Acts 4:32-37 explains how the Early Church praticed their economic policy. All the believers held possessions in common – including land, and because of this, the passage explains that no one among them had any needs that were not met.
Today, within the Church in general, and outside the Christian community, the world is full of needy people. Even more, the entire world is currently facing economic troubles which have increased the needs of both poor persons and those who before got along with little or no problems. Like in the time of the Early Church, the government cannot meet the needs of every citizen – this includes sustanance, housing and health care. The solution for these problems in the Early Church was simple – hold everything in common, and when someone needs something, it is there. Truly, there was no more rich or poor, just believers. Those who had possessions enabled those without to live and survive. This was truly an act of love – following the commandment to “love thy neighbor as yourself,” and to “love God with all your heart, soul, mind and strenght,” for by loving each other, the in turned loved Christ.

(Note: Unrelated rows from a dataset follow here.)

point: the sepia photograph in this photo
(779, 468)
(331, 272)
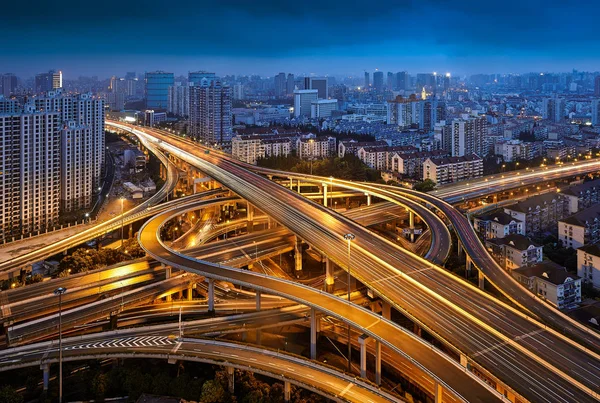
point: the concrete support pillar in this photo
(287, 392)
(438, 393)
(377, 362)
(298, 255)
(230, 379)
(211, 295)
(46, 374)
(386, 310)
(329, 279)
(363, 340)
(313, 334)
(411, 224)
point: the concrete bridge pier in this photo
(46, 374)
(329, 278)
(230, 379)
(211, 295)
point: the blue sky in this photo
(322, 37)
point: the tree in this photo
(425, 186)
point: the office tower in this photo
(238, 92)
(280, 85)
(468, 136)
(303, 100)
(48, 81)
(378, 80)
(179, 99)
(596, 112)
(391, 81)
(82, 145)
(210, 112)
(401, 80)
(290, 84)
(197, 77)
(157, 89)
(30, 163)
(317, 83)
(405, 112)
(8, 84)
(553, 109)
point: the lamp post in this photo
(349, 237)
(122, 219)
(60, 291)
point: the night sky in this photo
(308, 36)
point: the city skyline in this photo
(266, 37)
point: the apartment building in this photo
(539, 213)
(250, 148)
(551, 282)
(588, 264)
(497, 224)
(581, 228)
(443, 170)
(514, 251)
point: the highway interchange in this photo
(536, 363)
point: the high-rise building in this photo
(48, 81)
(197, 77)
(553, 109)
(303, 100)
(179, 99)
(596, 112)
(210, 112)
(30, 166)
(280, 85)
(401, 80)
(157, 89)
(290, 84)
(82, 145)
(468, 136)
(378, 80)
(317, 83)
(8, 84)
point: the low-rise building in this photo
(580, 229)
(551, 282)
(514, 251)
(539, 213)
(588, 264)
(583, 196)
(452, 169)
(497, 224)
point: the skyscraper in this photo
(468, 136)
(378, 80)
(30, 183)
(210, 112)
(317, 83)
(303, 100)
(48, 81)
(157, 89)
(280, 85)
(8, 84)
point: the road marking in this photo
(346, 389)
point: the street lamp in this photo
(122, 220)
(349, 237)
(60, 291)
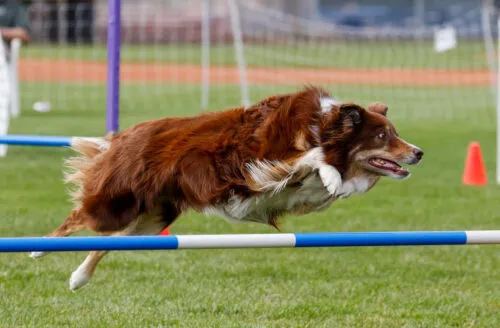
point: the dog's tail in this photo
(78, 168)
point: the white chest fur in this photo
(311, 196)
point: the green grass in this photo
(357, 54)
(357, 287)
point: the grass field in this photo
(357, 287)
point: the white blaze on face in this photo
(327, 103)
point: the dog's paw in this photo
(37, 255)
(331, 179)
(79, 278)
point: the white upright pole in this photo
(205, 53)
(15, 104)
(488, 41)
(239, 51)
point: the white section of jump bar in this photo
(236, 241)
(483, 237)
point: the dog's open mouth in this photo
(388, 166)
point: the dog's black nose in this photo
(418, 153)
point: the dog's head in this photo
(369, 141)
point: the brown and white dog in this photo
(292, 153)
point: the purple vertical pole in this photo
(113, 88)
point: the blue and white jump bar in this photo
(299, 240)
(33, 140)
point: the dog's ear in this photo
(379, 108)
(351, 114)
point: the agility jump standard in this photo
(299, 240)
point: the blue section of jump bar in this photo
(66, 244)
(380, 238)
(31, 140)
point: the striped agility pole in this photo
(327, 239)
(34, 140)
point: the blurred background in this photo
(361, 50)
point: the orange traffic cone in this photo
(474, 172)
(165, 232)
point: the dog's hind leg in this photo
(143, 225)
(73, 223)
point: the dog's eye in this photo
(382, 135)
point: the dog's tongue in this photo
(387, 165)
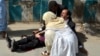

Today in the Church, however, this is not the case. The Church, in general, as conformed to the capitalistic framework of the world. Yes, it is obvious that churches need money and other possessions to survive, but instead of the believers holding everything in common – thus enabling the church to function – churches now have to depend fully on the giving of individuals and possibly selling items, such as books, artwork, cds, and other devotional materials. Do not misunderstand me, I am not saying that tithes, offerings, and alms are not important, what I am saying is that for the Early Church it was not necessary – believers did not give a tenth plus offerings, they gave everything, even selling off land so they could be free to join and live within the Christian community.
Does this mean that the current way the Church, in general, functions is wrong? For me the answer is yes. Instead of begging people for money, believers should be begging the Church to take not only their money, but their time and other resources as well. Instead of ministers living in expensive houses, driving expensive cars, etc, they should be using what they need, and returning the “extra” to the Christian community, as well as ministering to those who are not yet believers – in other words, true evangelism. Instead of being apart except on Sundays and Wednesdays, the believers should truly function as a seperate community – fellowshiping, “breaking bread,” etc – as well as completely support one another. Instead of selling sermons on cd and in books, the Word of God, and the revelations received from God concerning His Word, should be given freely, and readily available to the masses of believers.
How do we change the current course? I do not know, yet it begins with an acknowledgement that the Church does need to change. Should we worry that this mindset goes against the current majority mindset of the world? No, for instead of conforming to the world, the Church must keep her own standards and follow them. By conforming to the world in the economic arena, the Church has opened herself up to conforming to the world in other ways, and by doing so, has brought even more division within herself. By following the model of the Church in Acts, the Church and her believers can once again enjoy true economic freedom.